Bill önündeki kıza dikkatle baktı. "Beni bu taştan kurtarma nedenin ne?"dedi şüpheyle. Kız ifadesizce baktı sarı üçgene. Sonra birden arkasını dönüp yürümeye başladı. Bill şaşkın bir halde arkasından baktı. "Ne yani? Bir şey istemeyecek misin?" Kız bir an durdu ama yürümeye devam etti. Bill uçarak kızın önüne geçti. "Hey! Bu devirde bir insan karşılığı olmayan birşey yapar mı!?"kız gözleri kısık bir şekilde baktı. "İlla bir şey mi demem gerek?"dedi ipek gibi bir sesle. Bill ise ellerini birleştirdi. "Evet öyle."kız göz devirip yön değiştirdi ve yürümeye devam etti. Ama Bill bunu tahmin etmiş gibi kızı mavi gücün içine hapsetti. "Söyle, yoksa bırakmam. Ben birine can borcu olacak biri değilim." Derin bir nefes veren kız "tamam bırak beni."dedi. Bill bırakır bırakmaz kız eline ne ara aldığı bilinmez bir kitabı ona uzattı. "O zaman isteğim şu; bu kitabı okuyup, yaşayacaksın." Bill kitabı alıp kapağına baktı. Gözleri şaşkınlıkla açılırken kıza baktı ama kız yoktu...Bill tekrar kitaba baktı. Belli bir sayfası olmayan bu kitabın üstünde koskocaman 'YAOI' yazıyordu. Bill gözlerini kısıp ilk sayfayi açtı.
Iki erkek düşmandı. Hem de ezeli bir düşman. Ama ya bunlar gerçekten düşman değiller ise?...
Bill gözlerini kaldırdı ve lanet olası... oku ve yaşa,hah! Diye içinden geçirdi. Sonra gözü belirli bir noktaya kaydı. Bu yol esrarengiz kasabanın biricik (!) Gizemli kulübesine gidiyordu. Kendini ışınladı ve bir cam ağacın dallarının arasında kulübeyi izlemeye koyuldu. Gözlerini kısıp içeri taradı. Yaşlı iki kişi dışında kimse yoktu. "Ikizler gitmiş..."dedi düşünceli bir şekilde. "Buz, soru işareti... onlar da yok."kasaba çok sessiz ve sıkıcı geldi bill'in gözüne. Elindeki kitaba baktı. Kim? Diye düşündü. "Kim olacak?"farkında olmadan söylemişti. Sanki seçeceği biri varmış da yokmuş gibi..

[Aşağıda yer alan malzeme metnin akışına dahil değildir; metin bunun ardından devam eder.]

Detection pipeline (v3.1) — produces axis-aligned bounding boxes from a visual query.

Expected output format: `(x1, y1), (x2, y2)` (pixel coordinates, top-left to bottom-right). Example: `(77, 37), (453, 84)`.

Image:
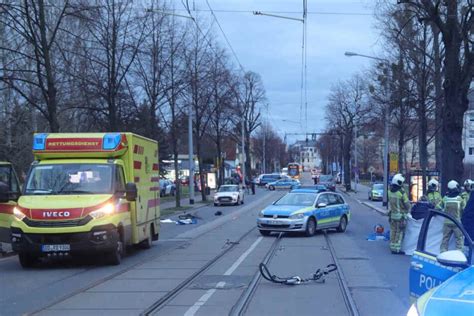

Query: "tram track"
(229, 231), (359, 316)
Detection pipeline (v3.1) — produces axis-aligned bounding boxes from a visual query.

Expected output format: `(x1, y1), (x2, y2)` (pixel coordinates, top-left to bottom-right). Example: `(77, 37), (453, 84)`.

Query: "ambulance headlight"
(89, 203), (115, 219)
(289, 213), (304, 219)
(13, 207), (26, 221)
(407, 303), (420, 316)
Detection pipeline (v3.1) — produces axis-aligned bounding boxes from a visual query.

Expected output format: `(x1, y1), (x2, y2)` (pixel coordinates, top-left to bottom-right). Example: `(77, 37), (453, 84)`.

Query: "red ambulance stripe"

Aklına gelen şeyle gözü açıldı. Buraya onun için geldim! Diye düşündü inanılmazlıkla. "Buraya çam ağacı için geldim! Ah, Lanet olsun!"Bill ağaçta debelenirken kitap yere düştü ve karşı daldan bir sincap ona baktı. Bill durdu ve iç çekti. Gözü sincaba takıldı. *problem ne?* dedi sincap merakla. Burnu öndeydi ve kuyruğu titriyordu. Bill gözünü kıstı. "Sanane? Git buradan sincap!" Sincap ona tıslayıp gitti. Bill yerdeki kitaba baktı. "Of.."Ormandan gelen iki kahkaha bill'i heyecanlandırmıştı. Yerdeki kitabı güçleri ile alıp ormana daldı. Ne umuyor bilmiyordu ama bir beklentisi vardı. Önündeki ağacın dalına tünedi ve hayal kırıklığı ile tekrar tepindi. "lanet olsun!"dedi sinirle. Bu sefer ağaç oyuğunun içindeki Baykuş ona baktı. *çok fazla lanet okuyorsun.* dedi sakince. Bill onu görmezden geldi. "Git işine Baykuş!" Önündeki iki kişi.. "buz ve kırık kalp.. ne harika!" Kitabı tekrar önüne getirdi ve ilk sayfayı tekrar açtı.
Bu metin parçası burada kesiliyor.